R at scale on the Google Cloud Platform

Mark Edmondson (@HoloMarkeD)

May 20th, 2019 - CopenhagenR

code.markedmondson.me

fgf

Credentials

My R Timeline

  • Digital agencies since 2007
  • useR since 2012 - Motive: how to use all this web data?
  • Shiny enthusiast e.g. https://gallery.shinyapps.io/ga-effect/
  • Google Developer Expert - Google Analytics & Google Cloud
  • Several Google API themed packages on CRAN via googleAuthR
  • Part of cloudyr group (AWS/Azure/GCP R packages for the cloud) https://cloudyr.github.io/
  • Now: Data Engineer @ IIH Nordic

GA Effect

ga-effect

googleAuthRverse

  • searchConsoleR
  • googleAuthR
  • googleAnalyticsR
  • googleComputeEngineR (Cloudyr)
  • bigQueryR (Cloudyr)
  • googleCloudStorageR (Cloudyr)
  • googleLanguageR (rOpenSci)

Slack group to talk around the packages #googleAuthRverse

Scale (almost) always starts with Docker containers

Dockerfiles from The Rocker Project

https://www.rocker-project.org/

Maintain useful R images

  • rocker/r-ver
  • rocker/rstudio
  • rocker/tidyverse
  • rocker/shiny
  • rocker/ml-gpu

Thanks to Rocker Team

rocker-team

Dockerfiles

FROM rocker/tidyverse:3.6.0
MAINTAINER Mark Edmondson (r@sunholo.com)

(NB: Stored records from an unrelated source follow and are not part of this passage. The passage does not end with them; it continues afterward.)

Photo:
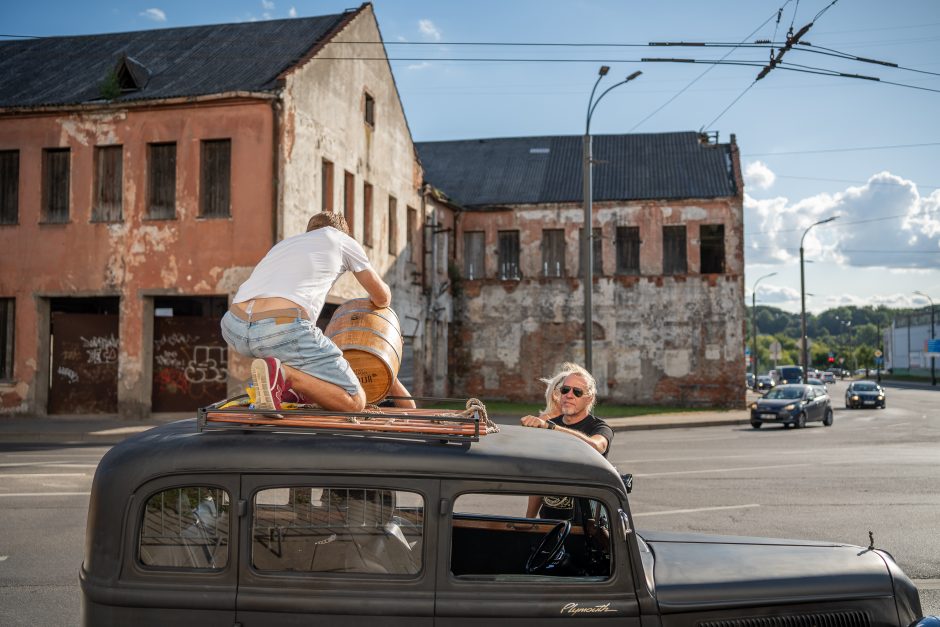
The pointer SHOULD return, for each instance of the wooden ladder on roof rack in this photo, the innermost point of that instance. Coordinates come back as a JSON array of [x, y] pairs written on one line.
[[439, 425]]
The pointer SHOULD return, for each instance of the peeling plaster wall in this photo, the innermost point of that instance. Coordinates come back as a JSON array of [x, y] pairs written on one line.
[[135, 257], [674, 340], [323, 107]]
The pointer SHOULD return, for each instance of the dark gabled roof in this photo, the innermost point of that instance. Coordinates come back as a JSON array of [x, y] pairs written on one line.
[[483, 173], [169, 63]]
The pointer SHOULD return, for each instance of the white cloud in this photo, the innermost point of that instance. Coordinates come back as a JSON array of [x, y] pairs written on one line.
[[429, 30], [157, 15], [759, 175], [884, 223]]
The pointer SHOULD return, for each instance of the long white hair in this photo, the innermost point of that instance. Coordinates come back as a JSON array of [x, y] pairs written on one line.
[[552, 394]]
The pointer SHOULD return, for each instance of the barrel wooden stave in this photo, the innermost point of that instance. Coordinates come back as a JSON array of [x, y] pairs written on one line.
[[371, 341]]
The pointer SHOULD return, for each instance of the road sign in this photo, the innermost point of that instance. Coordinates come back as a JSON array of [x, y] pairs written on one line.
[[775, 350]]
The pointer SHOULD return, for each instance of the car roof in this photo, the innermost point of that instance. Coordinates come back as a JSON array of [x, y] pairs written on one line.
[[178, 447]]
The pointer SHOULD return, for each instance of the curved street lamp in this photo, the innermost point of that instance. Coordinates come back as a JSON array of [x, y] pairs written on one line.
[[587, 254], [754, 324], [933, 370], [804, 350]]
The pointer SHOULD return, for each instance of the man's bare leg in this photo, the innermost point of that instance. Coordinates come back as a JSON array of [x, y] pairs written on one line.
[[326, 395]]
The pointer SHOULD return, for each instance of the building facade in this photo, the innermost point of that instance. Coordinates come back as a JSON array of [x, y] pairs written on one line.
[[668, 298], [143, 175]]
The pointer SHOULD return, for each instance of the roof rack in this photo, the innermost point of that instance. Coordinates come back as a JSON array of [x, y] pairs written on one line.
[[436, 425]]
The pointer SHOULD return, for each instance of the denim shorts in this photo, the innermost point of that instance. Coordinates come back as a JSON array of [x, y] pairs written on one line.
[[299, 344]]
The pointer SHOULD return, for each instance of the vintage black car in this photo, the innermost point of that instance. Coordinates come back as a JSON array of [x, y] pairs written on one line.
[[864, 394], [268, 527], [792, 405]]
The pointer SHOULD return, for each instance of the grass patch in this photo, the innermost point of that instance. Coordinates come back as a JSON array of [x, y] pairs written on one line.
[[507, 408]]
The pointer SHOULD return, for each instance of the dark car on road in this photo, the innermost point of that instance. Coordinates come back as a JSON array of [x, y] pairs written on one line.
[[864, 394], [269, 523], [792, 405]]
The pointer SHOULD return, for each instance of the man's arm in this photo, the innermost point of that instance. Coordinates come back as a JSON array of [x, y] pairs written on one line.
[[378, 291]]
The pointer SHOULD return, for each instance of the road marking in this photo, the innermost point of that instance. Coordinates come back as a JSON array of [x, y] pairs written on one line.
[[46, 494], [697, 509], [698, 472], [42, 474]]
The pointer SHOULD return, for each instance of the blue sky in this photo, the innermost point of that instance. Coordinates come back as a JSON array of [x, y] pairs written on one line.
[[812, 146]]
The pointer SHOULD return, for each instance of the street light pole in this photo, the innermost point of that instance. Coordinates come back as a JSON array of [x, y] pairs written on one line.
[[803, 348], [933, 370], [754, 325], [587, 254]]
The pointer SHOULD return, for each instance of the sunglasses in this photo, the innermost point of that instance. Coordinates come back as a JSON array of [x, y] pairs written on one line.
[[578, 392]]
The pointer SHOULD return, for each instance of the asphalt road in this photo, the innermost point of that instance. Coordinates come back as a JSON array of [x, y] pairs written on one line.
[[873, 470]]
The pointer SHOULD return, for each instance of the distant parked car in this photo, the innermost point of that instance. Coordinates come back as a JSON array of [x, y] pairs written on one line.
[[864, 394], [764, 383], [792, 405]]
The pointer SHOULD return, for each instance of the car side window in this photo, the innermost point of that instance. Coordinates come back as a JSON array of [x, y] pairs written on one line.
[[186, 528], [337, 530], [555, 535]]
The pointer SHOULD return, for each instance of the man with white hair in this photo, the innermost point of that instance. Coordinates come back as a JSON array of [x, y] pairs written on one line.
[[571, 395]]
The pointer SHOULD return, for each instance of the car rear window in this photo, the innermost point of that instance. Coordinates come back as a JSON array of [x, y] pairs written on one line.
[[319, 529], [186, 528]]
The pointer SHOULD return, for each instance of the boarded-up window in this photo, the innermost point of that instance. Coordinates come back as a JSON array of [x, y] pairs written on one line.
[[712, 248], [326, 186], [7, 318], [553, 252], [392, 225], [9, 186], [411, 228], [216, 178], [349, 201], [55, 185], [370, 110], [109, 184], [367, 214], [674, 256], [473, 249], [509, 255], [596, 254], [161, 186], [628, 250]]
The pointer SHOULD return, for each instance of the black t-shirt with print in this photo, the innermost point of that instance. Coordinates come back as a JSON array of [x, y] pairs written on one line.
[[564, 507]]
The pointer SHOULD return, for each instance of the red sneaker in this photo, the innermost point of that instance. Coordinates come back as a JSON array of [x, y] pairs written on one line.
[[268, 378]]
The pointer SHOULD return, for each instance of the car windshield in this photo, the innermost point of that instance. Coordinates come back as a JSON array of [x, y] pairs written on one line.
[[785, 393]]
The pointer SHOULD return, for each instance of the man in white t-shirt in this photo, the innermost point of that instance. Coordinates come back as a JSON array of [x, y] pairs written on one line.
[[273, 317]]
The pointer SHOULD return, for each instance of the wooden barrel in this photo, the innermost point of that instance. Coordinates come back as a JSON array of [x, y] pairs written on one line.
[[370, 338]]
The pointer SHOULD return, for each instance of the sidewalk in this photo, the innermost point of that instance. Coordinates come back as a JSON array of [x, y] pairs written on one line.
[[110, 429]]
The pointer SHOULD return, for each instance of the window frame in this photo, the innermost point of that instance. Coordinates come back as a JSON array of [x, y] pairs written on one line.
[[552, 241], [109, 184], [215, 178], [56, 185], [476, 240], [627, 250], [7, 338], [161, 185], [9, 187], [675, 250]]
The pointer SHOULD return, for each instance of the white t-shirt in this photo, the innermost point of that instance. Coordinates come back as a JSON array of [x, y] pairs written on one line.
[[303, 268]]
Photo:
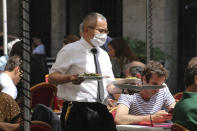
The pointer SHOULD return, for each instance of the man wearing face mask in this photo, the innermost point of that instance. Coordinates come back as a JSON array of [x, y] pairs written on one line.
[[84, 107]]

# install R package dependencies
RUN apt-get update && apt-get install -y \
    libssl-dev 

## Install packages from CRAN
RUN install2.r --error \ 
    -r 'http://cran.rstudio.com' \
    googleAuthR \ 
    googleComputeEngineR \ 
    googleAnalyticsR \ 
    searchConsoleR \ 
    googleCloudStorageR \
    bigQueryR \ 
    ## install Github packages
    && installGithub.r MarkEdmondson1234/youtubeAnalyticsR \
    ## clean up
    && rm -rf /tmp/downloaded_packages/ /tmp/*.rds \

Docker + R = R in Production

  • Flexible No need to ask IT to install R places, just run docker run Cross cloud, ascendent tech

  • Version controlled No worries new package releases will break code

  • Scalable Run multiple Docker containers at once, fits into event-driven, stateless serverless future

Creating Docker images with Cloud Build

Continuous development with GitHub pushes

build-triggers

Scaling R scripts, Shiny apps and APIs

Strategies to scale R

  • Vertical scaling - increase the size and power of one machine
  • Horizontal scaling - split up your problem into lots of little machines
  • Serverless scaling - send your code + data into cloud and let them sort out how many machines

Vertical scaling

Bigger boat

bigger-boat

Bigger VMs

Pros

Probably run the same code with no changes needed
Easy to setup

Cons

Expensive
May be better to have data in database

Launching a monster VM in the cloud

3.75TB of RAM: $423 a day

library(googleComputeEngineR)

# this will cost a lot
bigmem <- gce_vm("big-mem", 
                 template = "rstudio", 
                 predefined_type = "n1-ultramem-160")

RStudio Server

rstudio-server

Standard VM serving Shiny

library(googleComputeEngineR)

custom_image <- gce_tag_container("custom-shiny-app", 
                                  "your-project")
## make new Shiny template VM for your self-contained Shiny app
vm <- gce_vm("myapp", 
             template = "shiny",
             predefined_type = "n1-standard-2",
             dynamic_image = custom_image)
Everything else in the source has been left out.